第1話転校先で元カノと再会

「はあ、はあ、はあ」


 俺は今急いでいる・・・


 俺の名前は最王子 総明、高校二年生。この他人と比べてすごい名前のおかげで昔「王子様ー」なんて言って恥ずかしすぎるいじり方をされたことがあるという黒歴史を持っている。


 俺は少し家の事情で新しい街に引っ越してきた。それも少し‘嫌な思い出‘がある地に・・・


 親は二人とも放任主義で俺は一人暮らしをしている。まあ、仕送りはしてもらってるけど、いつかはちゃんと自分一人でも生活できるように学業と仕事を両立するつもりだ。
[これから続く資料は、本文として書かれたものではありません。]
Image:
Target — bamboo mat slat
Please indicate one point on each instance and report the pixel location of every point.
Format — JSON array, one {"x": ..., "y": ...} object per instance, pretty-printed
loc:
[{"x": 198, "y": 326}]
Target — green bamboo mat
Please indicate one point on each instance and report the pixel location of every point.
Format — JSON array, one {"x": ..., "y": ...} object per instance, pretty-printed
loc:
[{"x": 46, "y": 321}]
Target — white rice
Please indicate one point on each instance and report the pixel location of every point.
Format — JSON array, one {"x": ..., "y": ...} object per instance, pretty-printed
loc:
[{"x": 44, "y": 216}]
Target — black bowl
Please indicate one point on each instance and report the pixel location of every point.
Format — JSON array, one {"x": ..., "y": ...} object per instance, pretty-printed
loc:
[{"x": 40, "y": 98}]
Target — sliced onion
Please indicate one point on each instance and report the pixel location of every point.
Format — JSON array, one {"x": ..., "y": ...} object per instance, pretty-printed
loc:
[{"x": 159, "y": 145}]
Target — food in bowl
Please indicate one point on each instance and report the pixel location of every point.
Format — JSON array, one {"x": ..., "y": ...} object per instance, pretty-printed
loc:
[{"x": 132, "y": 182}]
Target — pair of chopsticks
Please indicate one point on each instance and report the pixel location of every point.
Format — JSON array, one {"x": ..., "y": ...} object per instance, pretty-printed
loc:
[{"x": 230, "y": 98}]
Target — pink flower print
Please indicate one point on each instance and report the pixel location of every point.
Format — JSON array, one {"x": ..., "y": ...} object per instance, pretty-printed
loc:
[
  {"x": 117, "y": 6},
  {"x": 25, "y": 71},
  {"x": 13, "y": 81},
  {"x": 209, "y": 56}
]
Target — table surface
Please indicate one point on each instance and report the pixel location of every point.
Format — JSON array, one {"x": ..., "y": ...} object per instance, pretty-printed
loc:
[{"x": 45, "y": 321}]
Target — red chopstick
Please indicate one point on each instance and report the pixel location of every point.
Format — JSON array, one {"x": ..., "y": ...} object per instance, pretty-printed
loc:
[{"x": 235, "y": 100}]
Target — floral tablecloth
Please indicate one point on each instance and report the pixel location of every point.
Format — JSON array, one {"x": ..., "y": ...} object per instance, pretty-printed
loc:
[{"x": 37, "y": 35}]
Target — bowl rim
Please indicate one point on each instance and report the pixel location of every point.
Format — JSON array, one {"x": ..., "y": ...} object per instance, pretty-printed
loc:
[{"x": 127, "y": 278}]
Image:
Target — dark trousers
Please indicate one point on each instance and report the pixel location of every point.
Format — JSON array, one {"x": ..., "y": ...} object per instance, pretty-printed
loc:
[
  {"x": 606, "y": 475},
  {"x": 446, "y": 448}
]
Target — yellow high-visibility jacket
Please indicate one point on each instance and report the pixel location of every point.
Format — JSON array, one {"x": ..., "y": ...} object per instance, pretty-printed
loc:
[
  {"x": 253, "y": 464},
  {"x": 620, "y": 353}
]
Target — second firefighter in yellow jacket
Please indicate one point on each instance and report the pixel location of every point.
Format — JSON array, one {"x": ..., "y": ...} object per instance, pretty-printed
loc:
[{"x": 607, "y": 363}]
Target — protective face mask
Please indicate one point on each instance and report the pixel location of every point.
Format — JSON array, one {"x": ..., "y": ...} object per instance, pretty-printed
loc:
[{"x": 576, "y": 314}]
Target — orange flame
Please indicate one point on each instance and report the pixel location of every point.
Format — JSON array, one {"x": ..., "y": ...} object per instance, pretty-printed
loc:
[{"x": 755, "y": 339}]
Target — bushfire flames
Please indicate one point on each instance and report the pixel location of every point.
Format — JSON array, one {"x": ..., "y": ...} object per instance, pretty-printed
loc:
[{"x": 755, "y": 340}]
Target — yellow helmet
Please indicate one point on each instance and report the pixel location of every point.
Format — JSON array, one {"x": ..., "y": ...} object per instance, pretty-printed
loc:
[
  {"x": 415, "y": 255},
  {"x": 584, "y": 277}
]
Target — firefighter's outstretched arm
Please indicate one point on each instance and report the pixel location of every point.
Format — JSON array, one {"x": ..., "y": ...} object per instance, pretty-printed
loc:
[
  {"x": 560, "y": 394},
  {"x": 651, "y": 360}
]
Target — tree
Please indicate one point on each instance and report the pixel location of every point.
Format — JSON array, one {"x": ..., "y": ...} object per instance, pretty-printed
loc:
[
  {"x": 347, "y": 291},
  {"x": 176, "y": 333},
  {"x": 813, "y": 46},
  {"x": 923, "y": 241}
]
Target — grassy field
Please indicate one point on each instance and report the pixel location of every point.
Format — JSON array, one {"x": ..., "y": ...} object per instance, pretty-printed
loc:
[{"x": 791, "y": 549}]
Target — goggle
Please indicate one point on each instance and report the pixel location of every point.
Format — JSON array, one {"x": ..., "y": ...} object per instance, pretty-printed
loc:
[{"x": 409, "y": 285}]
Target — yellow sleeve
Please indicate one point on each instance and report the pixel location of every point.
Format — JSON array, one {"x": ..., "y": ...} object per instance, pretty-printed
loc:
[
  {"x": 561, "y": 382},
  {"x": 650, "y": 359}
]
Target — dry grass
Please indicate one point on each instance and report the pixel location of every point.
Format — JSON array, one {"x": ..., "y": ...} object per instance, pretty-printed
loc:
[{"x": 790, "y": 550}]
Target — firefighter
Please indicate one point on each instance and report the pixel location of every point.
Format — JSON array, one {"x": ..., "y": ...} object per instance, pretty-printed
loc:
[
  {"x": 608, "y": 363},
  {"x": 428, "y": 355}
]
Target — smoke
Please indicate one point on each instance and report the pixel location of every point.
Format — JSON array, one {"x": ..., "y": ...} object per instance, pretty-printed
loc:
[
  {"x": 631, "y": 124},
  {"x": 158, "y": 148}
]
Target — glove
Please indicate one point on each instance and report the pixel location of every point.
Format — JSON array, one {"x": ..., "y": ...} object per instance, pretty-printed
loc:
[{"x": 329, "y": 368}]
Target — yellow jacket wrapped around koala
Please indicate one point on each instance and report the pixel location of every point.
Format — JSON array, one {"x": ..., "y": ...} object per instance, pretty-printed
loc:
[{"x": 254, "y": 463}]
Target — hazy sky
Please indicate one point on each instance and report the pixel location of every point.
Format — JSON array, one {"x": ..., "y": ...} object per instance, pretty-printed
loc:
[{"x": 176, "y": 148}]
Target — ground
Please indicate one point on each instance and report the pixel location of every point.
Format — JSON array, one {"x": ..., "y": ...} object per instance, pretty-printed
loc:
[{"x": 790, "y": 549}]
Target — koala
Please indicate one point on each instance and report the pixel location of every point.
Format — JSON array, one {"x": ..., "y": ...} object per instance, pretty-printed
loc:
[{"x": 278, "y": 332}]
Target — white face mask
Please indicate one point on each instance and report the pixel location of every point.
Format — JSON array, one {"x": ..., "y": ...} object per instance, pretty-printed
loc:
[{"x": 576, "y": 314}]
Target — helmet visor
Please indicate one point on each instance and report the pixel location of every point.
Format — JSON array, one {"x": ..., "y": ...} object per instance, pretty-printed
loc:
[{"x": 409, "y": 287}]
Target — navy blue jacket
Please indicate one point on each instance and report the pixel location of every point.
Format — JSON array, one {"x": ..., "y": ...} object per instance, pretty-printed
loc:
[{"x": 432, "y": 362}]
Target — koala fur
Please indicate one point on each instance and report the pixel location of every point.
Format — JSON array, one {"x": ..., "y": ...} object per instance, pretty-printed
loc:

 こんな考え事をしながら少女漫画みたいなことが起きるなんて想像もしてなかった。


`ドンっ`


「キャッ!」


「え・・・」


 曲がり角を曲がろうとする直後、俺は女の子とぶつかった。俺がぶつかったせいで髪の毛が心なしか乱れている気がする。


「あっ、す、すいません、ちょっと急いでて・・・」


 俺は女の子に手を差し出す、同じ制服だ・・・


「あ、いえ、大丈夫です──よ!?」


 彼女は俺の顔を見て何故か驚く。


「ど、どうかされましたか?」


「ふぇ!?あっ、いえ、な、なんでもないです」


 女の子は俺の差し出した手を取り、立ち上がった。


「ごめん!ちょっと急いでるから!多分同じ学校だと思うからその時に謝るよ!じゃあ!!」


 そして俺は申し訳なさげに走り去る。そう、本当に急いでいる。なぜなら今日は始業式、しかも俺は転校生、なるべく早く登校しないといけない・・・


 でも、なんでだろう、あの女の子の声どこかで聞いた気がするのは────


 俺は10分ほど走り通した。体力にはそれなりに自信が・・・無い。俺はほとんど休日は部屋にいるし、若干細身だ。だから本来はこんなに走るなんてことはしたくないんだけど、まあ、入学式だし、仕方ない。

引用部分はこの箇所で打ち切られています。